Sending data to DataGraph
DataGraph will not be replaced by ImageTank. See this write-up that addresses the difference between the programs. It is easy to send data from ImageTank to DataGraph. Since DataGraph looks at all data as a table, you do that by sending a table over. This uses the same mechanism as the CRAN package to save a data frame into a file that DataGraph can easily import.
The first step is to export the ImageTank file into a ‘dtable’ file
What you get is a single object to save into a file. Just type in the name of this file, ending in ‘.dtable’.
Once you have this file, just drag and drop it into the column list in DataGraph
If you keep the Save checkbox checked, every time the data changes the file is resaved. Once it is resaved DataGraph will detect that it was updated and reload it. That will trigger any derivated content such as graphics to be updated.

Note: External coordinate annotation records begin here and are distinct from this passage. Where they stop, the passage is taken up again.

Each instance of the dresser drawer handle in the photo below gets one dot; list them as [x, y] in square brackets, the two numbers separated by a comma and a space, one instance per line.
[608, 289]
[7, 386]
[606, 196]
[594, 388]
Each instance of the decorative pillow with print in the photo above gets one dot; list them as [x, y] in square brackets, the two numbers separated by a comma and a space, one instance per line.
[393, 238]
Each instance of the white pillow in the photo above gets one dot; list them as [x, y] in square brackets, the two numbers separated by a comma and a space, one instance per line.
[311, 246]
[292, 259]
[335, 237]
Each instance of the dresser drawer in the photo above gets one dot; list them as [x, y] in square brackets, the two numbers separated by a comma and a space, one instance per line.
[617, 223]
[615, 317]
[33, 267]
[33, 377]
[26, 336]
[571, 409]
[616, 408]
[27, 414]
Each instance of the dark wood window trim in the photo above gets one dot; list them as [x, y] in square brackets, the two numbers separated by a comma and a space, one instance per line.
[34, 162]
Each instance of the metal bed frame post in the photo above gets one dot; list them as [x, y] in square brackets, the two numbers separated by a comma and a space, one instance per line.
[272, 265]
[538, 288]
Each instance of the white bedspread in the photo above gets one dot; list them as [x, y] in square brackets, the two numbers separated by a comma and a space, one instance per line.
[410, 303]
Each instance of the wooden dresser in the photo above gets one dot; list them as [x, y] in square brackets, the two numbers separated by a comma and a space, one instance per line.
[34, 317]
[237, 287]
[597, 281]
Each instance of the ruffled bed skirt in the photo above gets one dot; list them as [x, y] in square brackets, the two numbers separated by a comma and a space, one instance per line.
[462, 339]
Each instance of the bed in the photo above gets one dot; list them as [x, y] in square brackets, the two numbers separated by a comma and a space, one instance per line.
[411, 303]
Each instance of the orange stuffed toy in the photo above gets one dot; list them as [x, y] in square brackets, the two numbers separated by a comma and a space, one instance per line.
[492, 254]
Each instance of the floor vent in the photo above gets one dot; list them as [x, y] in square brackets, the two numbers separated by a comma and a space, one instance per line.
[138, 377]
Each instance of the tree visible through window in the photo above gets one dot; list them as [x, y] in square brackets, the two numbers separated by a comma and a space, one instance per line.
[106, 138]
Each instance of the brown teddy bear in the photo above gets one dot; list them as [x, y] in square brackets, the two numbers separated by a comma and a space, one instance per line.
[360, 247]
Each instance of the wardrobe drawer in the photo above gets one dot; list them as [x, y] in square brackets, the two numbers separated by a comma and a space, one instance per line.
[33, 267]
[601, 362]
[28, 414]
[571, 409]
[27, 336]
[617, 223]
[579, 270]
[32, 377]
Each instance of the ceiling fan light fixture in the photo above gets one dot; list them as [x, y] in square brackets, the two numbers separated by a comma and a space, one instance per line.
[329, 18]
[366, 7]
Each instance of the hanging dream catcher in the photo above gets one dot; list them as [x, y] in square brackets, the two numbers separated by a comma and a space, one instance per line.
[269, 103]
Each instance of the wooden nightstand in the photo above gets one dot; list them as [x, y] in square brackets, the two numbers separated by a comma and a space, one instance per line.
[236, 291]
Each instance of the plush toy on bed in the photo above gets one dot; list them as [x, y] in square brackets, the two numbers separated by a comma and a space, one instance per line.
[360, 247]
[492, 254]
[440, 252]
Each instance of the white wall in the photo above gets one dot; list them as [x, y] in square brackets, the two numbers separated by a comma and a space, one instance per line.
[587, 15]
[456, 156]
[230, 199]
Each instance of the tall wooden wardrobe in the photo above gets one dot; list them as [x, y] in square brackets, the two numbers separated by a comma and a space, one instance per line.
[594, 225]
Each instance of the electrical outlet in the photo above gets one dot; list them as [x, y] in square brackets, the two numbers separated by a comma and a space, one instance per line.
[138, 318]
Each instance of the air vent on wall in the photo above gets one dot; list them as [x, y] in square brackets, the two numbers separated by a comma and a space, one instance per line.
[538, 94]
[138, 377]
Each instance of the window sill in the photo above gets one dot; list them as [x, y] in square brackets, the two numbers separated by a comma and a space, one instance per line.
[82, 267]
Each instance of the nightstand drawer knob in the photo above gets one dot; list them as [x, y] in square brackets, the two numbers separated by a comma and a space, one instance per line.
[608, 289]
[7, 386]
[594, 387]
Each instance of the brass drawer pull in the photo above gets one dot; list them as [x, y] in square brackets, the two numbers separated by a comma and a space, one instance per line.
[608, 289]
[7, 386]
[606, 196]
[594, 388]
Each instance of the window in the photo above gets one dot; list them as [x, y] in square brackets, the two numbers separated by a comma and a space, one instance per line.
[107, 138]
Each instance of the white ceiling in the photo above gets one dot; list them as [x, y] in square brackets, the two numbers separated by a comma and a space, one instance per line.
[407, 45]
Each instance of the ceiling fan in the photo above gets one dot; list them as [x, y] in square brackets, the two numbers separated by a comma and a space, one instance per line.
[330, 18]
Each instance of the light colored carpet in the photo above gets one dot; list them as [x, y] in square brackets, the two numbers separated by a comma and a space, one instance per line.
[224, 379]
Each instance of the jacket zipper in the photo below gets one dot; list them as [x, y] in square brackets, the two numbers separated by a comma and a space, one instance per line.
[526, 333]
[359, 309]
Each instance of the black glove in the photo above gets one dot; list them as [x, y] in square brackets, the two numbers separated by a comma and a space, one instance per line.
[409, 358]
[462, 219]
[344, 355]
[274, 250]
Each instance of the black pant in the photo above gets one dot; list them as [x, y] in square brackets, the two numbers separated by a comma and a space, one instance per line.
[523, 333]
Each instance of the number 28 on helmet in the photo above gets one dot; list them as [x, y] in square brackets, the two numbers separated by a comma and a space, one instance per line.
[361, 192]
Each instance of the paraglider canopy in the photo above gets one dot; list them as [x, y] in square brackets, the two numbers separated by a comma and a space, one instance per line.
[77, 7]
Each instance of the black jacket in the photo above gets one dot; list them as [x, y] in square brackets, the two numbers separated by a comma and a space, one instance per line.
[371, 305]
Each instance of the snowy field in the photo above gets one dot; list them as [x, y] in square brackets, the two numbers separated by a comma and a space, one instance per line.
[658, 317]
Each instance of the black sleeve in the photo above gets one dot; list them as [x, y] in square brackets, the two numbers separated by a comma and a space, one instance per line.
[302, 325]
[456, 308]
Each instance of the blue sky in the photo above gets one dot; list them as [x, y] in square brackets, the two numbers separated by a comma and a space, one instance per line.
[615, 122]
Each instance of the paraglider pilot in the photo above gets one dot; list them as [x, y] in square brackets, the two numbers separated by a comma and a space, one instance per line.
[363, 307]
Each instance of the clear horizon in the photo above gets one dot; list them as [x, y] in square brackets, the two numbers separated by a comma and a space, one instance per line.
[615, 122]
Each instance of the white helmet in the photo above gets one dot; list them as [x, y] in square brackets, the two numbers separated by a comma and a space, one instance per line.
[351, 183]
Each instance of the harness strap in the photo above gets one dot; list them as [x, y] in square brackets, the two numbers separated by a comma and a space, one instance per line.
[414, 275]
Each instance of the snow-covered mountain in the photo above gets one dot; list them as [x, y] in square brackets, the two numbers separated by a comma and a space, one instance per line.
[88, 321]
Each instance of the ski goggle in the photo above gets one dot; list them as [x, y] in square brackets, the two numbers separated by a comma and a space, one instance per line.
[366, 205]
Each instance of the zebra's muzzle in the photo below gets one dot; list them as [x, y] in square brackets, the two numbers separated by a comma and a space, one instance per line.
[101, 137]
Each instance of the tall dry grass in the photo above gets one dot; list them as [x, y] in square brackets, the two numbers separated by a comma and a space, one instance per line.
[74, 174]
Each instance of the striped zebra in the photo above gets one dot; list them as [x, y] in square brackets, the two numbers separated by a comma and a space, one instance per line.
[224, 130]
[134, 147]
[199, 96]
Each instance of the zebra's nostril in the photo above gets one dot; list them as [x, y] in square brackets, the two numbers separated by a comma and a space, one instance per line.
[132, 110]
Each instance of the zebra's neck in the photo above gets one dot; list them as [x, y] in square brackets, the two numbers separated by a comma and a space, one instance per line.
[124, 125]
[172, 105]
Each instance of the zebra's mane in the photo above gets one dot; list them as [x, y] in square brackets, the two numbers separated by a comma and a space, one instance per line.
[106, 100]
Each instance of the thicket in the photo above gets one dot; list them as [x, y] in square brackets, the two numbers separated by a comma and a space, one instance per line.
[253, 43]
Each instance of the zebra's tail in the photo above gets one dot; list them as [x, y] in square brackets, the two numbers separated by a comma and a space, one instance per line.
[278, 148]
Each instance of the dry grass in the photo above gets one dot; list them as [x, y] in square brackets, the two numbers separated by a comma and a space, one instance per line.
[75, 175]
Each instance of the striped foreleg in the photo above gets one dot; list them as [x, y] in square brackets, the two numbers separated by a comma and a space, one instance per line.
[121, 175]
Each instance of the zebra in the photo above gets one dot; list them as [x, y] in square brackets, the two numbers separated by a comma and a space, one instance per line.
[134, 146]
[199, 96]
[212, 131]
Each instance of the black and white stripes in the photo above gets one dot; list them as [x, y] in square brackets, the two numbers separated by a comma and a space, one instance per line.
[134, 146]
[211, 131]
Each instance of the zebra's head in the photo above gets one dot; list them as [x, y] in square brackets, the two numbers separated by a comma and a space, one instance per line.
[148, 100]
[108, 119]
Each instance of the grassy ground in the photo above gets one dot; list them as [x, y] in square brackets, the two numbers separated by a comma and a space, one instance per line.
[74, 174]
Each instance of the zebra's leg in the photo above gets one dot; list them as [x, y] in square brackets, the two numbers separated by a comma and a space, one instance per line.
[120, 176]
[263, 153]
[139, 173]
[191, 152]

The file will stay even if the ImageTank file closes, but if you use the /tmp folder it will be removed automatically by the system when it reboots or decides to clean up old files. That is the temporary folder after all. For that, you should save the file somewhere more permanent. Note that it might not be suitable to save it in a location that DropBox or other syncing utilities are trying to keep synced because the file might be written very frequently when you change values.